In tema di responsabilità amministrativa da reato a carico degli enti, prevista dal D.Lgs. 231/2001, è pacifico che la stessa possa sorgere solo qualora un dipendente/apicale della società commetta un reato nell’interesse o a vantaggio della stessa.
Da ciò deriva, nella maggior parte dei casi, che all’ente venga contestato il reato in un diverso processo collegato a quello della persona fisica o, ancora, nel medesimo procedimento penale.
Tuttavia, vien da chiedersi quali siano le sorti dell’ente imputato laddove la persona fisica autrice del reato decida di “patteggiare” la pena ai sensi degli artt. 444 e ss. c.p.p. e se tale sentenza di patteggiamento possa incidere sulla valutazione della responsabilità della società.
A tale quesito ha dato risposta la giurisprudenza, da ultimo con Cass. pen., Sez. VI, sent. 21 giugno 2024, n. 24721, relativa ad un procedimento penale a carico di una società imputata in forza del reato contestato al legale rappresentante, il quale avrebbe commesso fatti di corruzione per agevolare proprio la società da lui rappresentata.
Nello specifico, nell’ambito del procedimento penale, il legale rappresentante decideva di concordare la pena con la Pubblica Accusa. All’esito del procedimento penale a carico dell’ente, lo stesso veniva condannato dal Tribunale e la sentenza veniva confermata dalla Corte di Appello di Roma.
I Giudici di merito indicavano l’ente responsabile ai sensi del D.Lgs. 231/2001 per il delitto di corruzione proprio in forza della sentenza di patteggiamento applicata a carico del legale rappresentante della società.
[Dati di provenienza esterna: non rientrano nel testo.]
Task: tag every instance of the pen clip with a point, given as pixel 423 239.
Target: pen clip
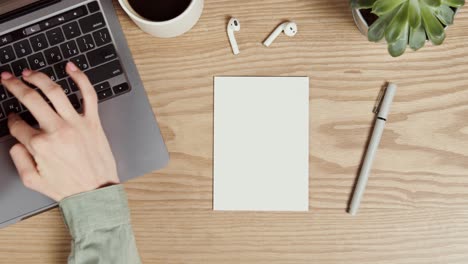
pixel 378 103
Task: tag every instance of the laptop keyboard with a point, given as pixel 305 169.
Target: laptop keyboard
pixel 79 35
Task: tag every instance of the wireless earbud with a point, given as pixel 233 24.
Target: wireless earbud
pixel 233 25
pixel 289 28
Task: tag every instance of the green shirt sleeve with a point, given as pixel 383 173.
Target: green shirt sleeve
pixel 99 223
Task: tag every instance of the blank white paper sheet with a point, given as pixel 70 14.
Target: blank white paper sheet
pixel 261 143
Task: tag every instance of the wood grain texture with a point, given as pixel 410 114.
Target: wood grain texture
pixel 415 207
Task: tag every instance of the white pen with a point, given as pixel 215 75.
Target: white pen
pixel 372 147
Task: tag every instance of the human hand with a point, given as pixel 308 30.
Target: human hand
pixel 70 153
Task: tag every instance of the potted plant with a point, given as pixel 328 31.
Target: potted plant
pixel 405 22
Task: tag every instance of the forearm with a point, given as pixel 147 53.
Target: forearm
pixel 99 223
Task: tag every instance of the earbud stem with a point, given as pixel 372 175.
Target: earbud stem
pixel 232 39
pixel 274 35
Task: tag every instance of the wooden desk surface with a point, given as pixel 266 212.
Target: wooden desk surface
pixel 415 209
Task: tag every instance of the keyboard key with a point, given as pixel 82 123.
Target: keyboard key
pixel 102 86
pixel 39 42
pixel 3 93
pixel 74 101
pixel 60 70
pixel 93 7
pixel 22 48
pixel 18 66
pixel 50 73
pixel 80 62
pixel 104 72
pixel 101 55
pixel 30 85
pixel 64 85
pixel 85 43
pixel 71 30
pixel 102 95
pixel 42 94
pixel 29 118
pixel 31 30
pixel 121 88
pixel 4 131
pixel 6 54
pixel 92 22
pixel 11 105
pixel 72 85
pixel 69 49
pixel 5 68
pixel 53 55
pixel 76 13
pixel 55 36
pixel 102 37
pixel 5 39
pixel 37 61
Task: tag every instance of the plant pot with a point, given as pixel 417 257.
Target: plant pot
pixel 364 18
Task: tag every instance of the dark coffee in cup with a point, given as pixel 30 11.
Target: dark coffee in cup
pixel 159 10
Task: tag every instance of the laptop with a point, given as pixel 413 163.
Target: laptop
pixel 43 35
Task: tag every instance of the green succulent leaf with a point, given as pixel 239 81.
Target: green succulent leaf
pixel 454 3
pixel 397 48
pixel 362 4
pixel 417 38
pixel 445 14
pixel 377 30
pixel 398 26
pixel 433 3
pixel 434 29
pixel 414 13
pixel 384 6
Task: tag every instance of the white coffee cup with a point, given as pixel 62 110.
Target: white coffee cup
pixel 170 28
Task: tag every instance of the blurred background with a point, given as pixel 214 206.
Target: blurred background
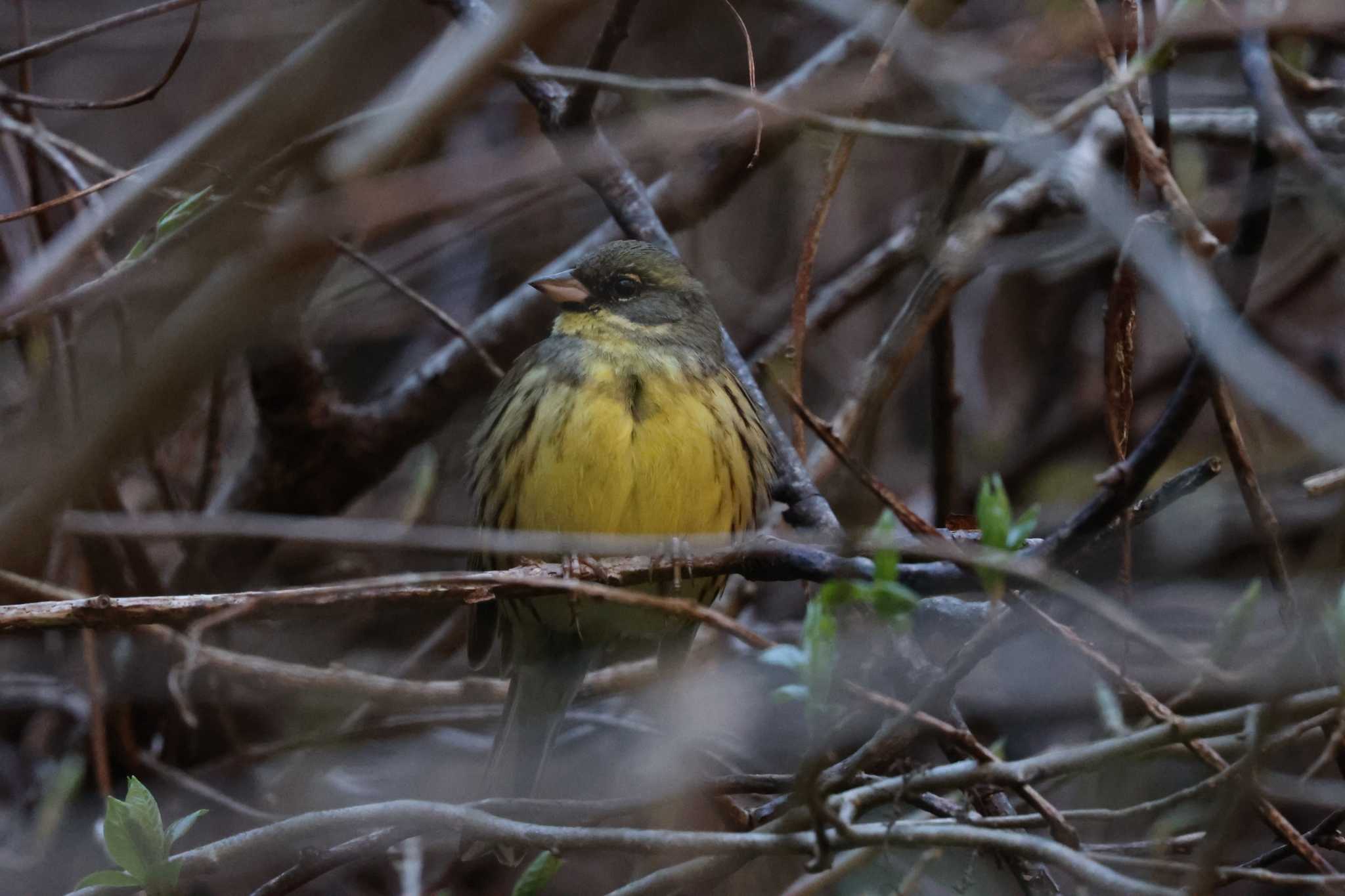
pixel 252 433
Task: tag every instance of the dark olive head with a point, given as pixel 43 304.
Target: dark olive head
pixel 638 282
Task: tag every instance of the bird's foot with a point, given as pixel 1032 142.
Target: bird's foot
pixel 572 562
pixel 680 553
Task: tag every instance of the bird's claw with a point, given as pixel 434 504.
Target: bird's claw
pixel 680 553
pixel 572 562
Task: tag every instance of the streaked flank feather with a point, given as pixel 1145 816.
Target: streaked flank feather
pixel 625 419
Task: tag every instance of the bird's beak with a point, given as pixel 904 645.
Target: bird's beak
pixel 562 288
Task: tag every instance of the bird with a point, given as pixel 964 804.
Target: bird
pixel 625 419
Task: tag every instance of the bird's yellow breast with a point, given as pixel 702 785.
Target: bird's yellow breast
pixel 646 452
pixel 621 440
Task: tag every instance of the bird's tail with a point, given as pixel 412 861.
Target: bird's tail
pixel 540 692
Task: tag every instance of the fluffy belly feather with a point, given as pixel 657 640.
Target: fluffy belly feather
pixel 661 457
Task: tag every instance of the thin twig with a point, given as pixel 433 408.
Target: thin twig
pixel 1199 747
pixel 837 161
pixel 50 45
pixel 1325 482
pixel 1151 156
pixel 1285 135
pixel 1258 507
pixel 579 108
pixel 120 102
pixel 908 517
pixel 431 308
pixel 66 198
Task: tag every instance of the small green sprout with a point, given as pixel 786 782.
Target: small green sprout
pixel 135 836
pixel 170 222
pixel 817 658
pixel 1000 531
pixel 539 875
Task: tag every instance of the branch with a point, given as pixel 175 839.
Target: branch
pixel 120 102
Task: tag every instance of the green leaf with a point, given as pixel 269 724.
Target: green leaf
pixel 148 822
pixel 993 512
pixel 108 879
pixel 58 789
pixel 181 213
pixel 120 839
pixel 783 654
pixel 539 875
pixel 170 222
pixel 1237 625
pixel 183 825
pixel 1109 710
pixel 885 561
pixel 163 879
pixel 790 694
pixel 831 594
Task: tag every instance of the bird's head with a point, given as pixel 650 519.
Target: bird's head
pixel 632 291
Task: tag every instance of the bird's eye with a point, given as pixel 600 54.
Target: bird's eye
pixel 626 286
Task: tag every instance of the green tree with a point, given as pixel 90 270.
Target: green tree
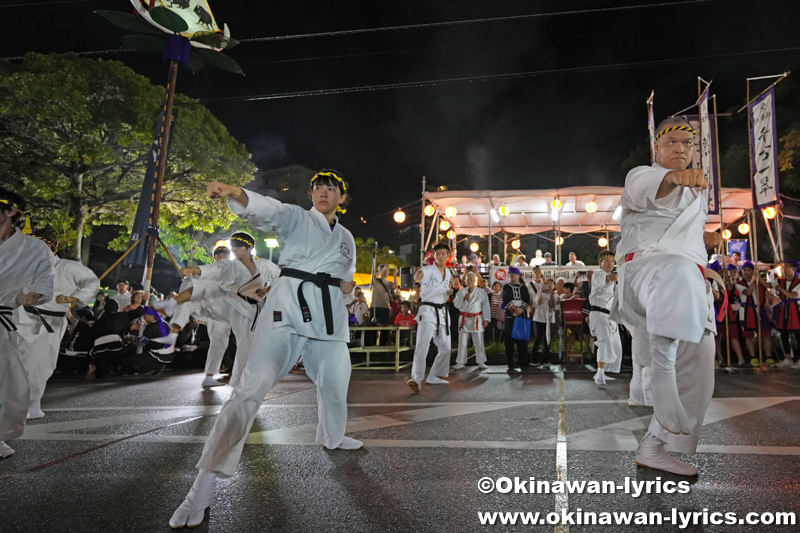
pixel 74 137
pixel 365 248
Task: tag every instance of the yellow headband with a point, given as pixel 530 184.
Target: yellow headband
pixel 677 128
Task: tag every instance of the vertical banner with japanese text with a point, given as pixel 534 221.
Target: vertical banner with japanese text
pixel 764 150
pixel 708 156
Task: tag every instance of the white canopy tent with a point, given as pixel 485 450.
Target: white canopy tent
pixel 531 212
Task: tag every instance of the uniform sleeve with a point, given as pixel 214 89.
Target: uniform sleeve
pixel 86 282
pixel 217 271
pixel 641 187
pixel 266 214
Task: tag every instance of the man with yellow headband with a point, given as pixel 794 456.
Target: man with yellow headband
pixel 229 291
pixel 305 314
pixel 26 278
pixel 40 328
pixel 663 291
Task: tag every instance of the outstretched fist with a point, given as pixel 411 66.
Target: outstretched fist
pixel 694 178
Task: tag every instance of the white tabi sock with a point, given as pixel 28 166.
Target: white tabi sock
pixel 667 406
pixel 193 509
pixel 651 454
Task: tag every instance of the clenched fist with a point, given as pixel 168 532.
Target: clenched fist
pixel 693 178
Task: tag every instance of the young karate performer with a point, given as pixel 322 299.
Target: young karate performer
pixel 305 314
pixel 40 328
pixel 753 312
pixel 473 303
pixel 433 318
pixel 26 278
pixel 602 328
pixel 216 293
pixel 662 290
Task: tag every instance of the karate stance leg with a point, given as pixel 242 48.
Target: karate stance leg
pixel 463 342
pixel 38 351
pixel 480 351
pixel 14 392
pixel 328 365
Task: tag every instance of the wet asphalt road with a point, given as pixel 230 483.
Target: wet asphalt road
pixel 419 470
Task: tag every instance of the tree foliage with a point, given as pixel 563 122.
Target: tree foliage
pixel 365 248
pixel 74 136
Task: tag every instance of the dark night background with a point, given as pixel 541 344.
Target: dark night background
pixel 550 130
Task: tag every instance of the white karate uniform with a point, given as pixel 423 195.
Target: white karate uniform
pixel 434 289
pixel 38 348
pixel 26 265
pixel 478 303
pixel 281 335
pixel 216 290
pixel 663 292
pixel 602 328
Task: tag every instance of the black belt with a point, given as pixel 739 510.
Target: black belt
pixel 5 318
pixel 41 313
pixel 446 314
pixel 323 280
pixel 252 302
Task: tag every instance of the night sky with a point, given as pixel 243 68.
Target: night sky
pixel 558 129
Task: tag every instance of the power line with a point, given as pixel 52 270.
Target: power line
pixel 468 21
pixel 485 77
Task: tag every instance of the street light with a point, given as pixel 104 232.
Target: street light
pixel 271 244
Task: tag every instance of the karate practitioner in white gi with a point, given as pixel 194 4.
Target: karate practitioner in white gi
pixel 217 293
pixel 476 314
pixel 433 319
pixel 73 283
pixel 26 278
pixel 663 291
pixel 602 328
pixel 305 314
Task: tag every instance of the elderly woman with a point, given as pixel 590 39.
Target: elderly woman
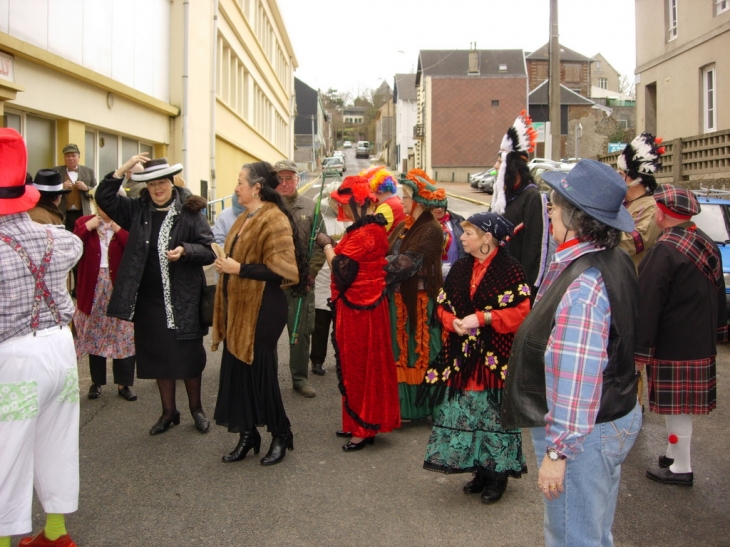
pixel 484 300
pixel 364 358
pixel 572 375
pixel 415 280
pixel 160 281
pixel 263 255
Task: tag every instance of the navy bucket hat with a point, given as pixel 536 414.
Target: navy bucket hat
pixel 596 189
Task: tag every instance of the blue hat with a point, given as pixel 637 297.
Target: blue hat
pixel 596 189
pixel 493 223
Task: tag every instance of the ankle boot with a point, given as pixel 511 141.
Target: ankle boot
pixel 278 447
pixel 494 489
pixel 248 439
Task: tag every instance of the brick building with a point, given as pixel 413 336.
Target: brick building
pixel 466 100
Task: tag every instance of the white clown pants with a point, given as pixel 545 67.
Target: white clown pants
pixel 39 427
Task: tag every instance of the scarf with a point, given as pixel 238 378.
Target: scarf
pixel 482 352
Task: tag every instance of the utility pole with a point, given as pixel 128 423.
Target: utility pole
pixel 554 110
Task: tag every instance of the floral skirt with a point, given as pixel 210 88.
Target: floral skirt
pixel 98 334
pixel 467 435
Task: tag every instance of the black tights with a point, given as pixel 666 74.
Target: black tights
pixel 167 395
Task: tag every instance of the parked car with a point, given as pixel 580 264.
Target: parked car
pixel 714 220
pixel 362 151
pixel 335 164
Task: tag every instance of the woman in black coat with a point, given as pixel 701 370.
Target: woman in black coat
pixel 159 284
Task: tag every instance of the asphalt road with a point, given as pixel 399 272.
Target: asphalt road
pixel 173 490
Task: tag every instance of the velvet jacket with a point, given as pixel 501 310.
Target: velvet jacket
pixel 89 264
pixel 267 239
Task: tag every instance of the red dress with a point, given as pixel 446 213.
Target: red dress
pixel 361 335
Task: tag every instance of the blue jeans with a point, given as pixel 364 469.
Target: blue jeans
pixel 583 514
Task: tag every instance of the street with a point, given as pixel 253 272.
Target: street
pixel 173 490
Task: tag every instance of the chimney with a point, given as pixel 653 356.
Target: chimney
pixel 474 60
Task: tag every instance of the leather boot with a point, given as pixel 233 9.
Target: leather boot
pixel 247 440
pixel 278 447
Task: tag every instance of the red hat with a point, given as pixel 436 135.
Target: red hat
pixel 15 195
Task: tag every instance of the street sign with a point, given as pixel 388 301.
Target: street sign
pixel 616 147
pixel 540 128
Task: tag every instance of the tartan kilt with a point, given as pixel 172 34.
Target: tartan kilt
pixel 682 387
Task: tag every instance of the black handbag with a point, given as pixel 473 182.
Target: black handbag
pixel 207 303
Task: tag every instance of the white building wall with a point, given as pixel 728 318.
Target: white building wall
pixel 126 40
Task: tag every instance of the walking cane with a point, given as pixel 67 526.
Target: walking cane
pixel 312 238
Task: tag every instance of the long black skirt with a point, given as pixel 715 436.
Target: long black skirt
pixel 249 395
pixel 160 355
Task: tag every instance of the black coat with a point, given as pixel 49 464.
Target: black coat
pixel 191 231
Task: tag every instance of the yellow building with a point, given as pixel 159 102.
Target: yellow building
pixel 208 83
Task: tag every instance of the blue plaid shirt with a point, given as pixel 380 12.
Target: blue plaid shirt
pixel 17 285
pixel 575 356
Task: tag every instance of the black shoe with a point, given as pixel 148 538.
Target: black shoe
pixel 352 447
pixel 94 391
pixel 127 393
pixel 666 476
pixel 201 421
pixel 248 440
pixel 476 485
pixel 163 424
pixel 494 490
pixel 278 447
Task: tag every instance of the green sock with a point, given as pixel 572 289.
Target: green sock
pixel 55 526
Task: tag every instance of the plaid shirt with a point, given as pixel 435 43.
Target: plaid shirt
pixel 575 356
pixel 17 285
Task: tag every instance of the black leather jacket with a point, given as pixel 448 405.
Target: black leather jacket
pixel 191 230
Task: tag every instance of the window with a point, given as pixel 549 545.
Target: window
pixel 709 93
pixel 672 17
pixel 573 72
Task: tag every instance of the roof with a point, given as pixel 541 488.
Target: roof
pixel 567 97
pixel 405 87
pixel 566 54
pixel 455 62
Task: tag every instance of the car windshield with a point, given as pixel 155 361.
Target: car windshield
pixel 713 221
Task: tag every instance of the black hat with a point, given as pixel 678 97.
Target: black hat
pixel 49 183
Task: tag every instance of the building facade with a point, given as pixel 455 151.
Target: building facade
pixel 211 89
pixel 466 100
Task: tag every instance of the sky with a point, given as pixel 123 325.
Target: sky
pixel 353 45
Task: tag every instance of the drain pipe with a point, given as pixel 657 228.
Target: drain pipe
pixel 213 93
pixel 186 61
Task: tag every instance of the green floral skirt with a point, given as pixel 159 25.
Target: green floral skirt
pixel 467 435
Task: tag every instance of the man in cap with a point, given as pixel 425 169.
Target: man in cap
pixel 682 286
pixel 302 209
pixel 39 391
pixel 79 179
pixel 572 376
Gli ermellini, rigettando il ricorso proposto dalla società avverso la sentenza di secondo grado, hanno ritenuto che il patteggiamento del legale rappresentante potesse costituire un elemento di prova a carico dell’ente imputato, atteso che la sentenza di applicazione della pena concordata dalla persona fisica poteva essere acquisita ai sensi dell’art. 238 c.p.p. Sul punto si legge nella sentenza pronunciata dalla Suprema Corte: “tale conclusione (…) deriva dalla equiparazione espressa alla sentenza di condanna, contenuta nell’art. 445 cod. proc. pen. Né su tale profilo normativo ha inciso la recente modifica apportata all’art. 445 cit. dal d.lgs. n. 150 del 2022 che ha ivi introdotto il comma 1 bis secondo il quale “se non sono applicate pene accessorie, non producono effetti le disposizioni di legge, diverse da quella penale, che equiparano la sentenza prevista dall’art. 444 comma 2 cod. proc. pen. alla sentenza di condanna”; in riferimento alla valenza penale di dette pronunce, e in specie ai fini all’art. 238 bis cod. proc. pen., nulla è dunque cambiato. Inoltre, la sentenza di “patteggiamento” integra un accertamento penale, seppur fondato sugli atti delle indagini preliminari le cui risultanze non vengono contestate dall’imputato; e proprio per tale ragione la sentenza di patteggiamento deve considerarsi compatibile con i principi della Costituzione”.